“No convincing recurrent metastatic disease in the right hepatic lobe.”
In English: ”NO CANCER IN THE LIVER.”
What the WHAT???
So it appears that the “something” that lit up the CT and PET scans may not be cancer after all.
My liver apparently thinks it’s starring in its own hilarious episode of “Punk’d.”
I’m a medical mystery.
After talking to two oncologists, we feel good about taking a conservative “wait and see” approach. We will MRI again in 6 weeks to see if the area shows any signs of change. Our trip to Memorial Sloan Kettering in NYC for a 2nd opinion has been put on hold for now.

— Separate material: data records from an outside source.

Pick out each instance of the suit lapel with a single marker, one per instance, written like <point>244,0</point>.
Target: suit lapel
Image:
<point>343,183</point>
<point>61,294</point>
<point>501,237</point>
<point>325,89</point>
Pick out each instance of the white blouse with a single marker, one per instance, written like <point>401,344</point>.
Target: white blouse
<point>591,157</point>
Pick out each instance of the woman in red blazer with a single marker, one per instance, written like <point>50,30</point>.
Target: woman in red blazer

I would love to celebrate, but I don’t feel like I can, really. Not yet, at least. I’m relieved to a certain extent, to be sure. But the fog of uncertainty that surrounds us is thick. Makes it difficult to party hearty. I still want to be vigilant. I would like to get a few more answers. But I must grapple with the possibility that I may never find out what the heck lit up the PET/CT. The MRI did confirm that I have some sort of “defect” in the concerning area of my liver. The radiologist just doesn’t think it’s cancer.
But heck, I’ll take “you’ll never know” to “you’ve got the cancer again” any day.
What a mind twist, eh? And what a life lesson. Cancer — even just the specter of cancer — forces you to live in the moment. Live day by day. Let go. Give up control. Trust. I can’t say that I passed the last few weeks with flying colors, but I’m new at this! I’m learning! And thank you to all of you for hanging in there with me (us) and for your prayers and energy and never ending support.
For now, I’m taking this new information as a Valentine’s Day gift from the Universe. And I’ll just leave it at that. Drink some champagne tomorrow and toast to the hepatic comic inside my body!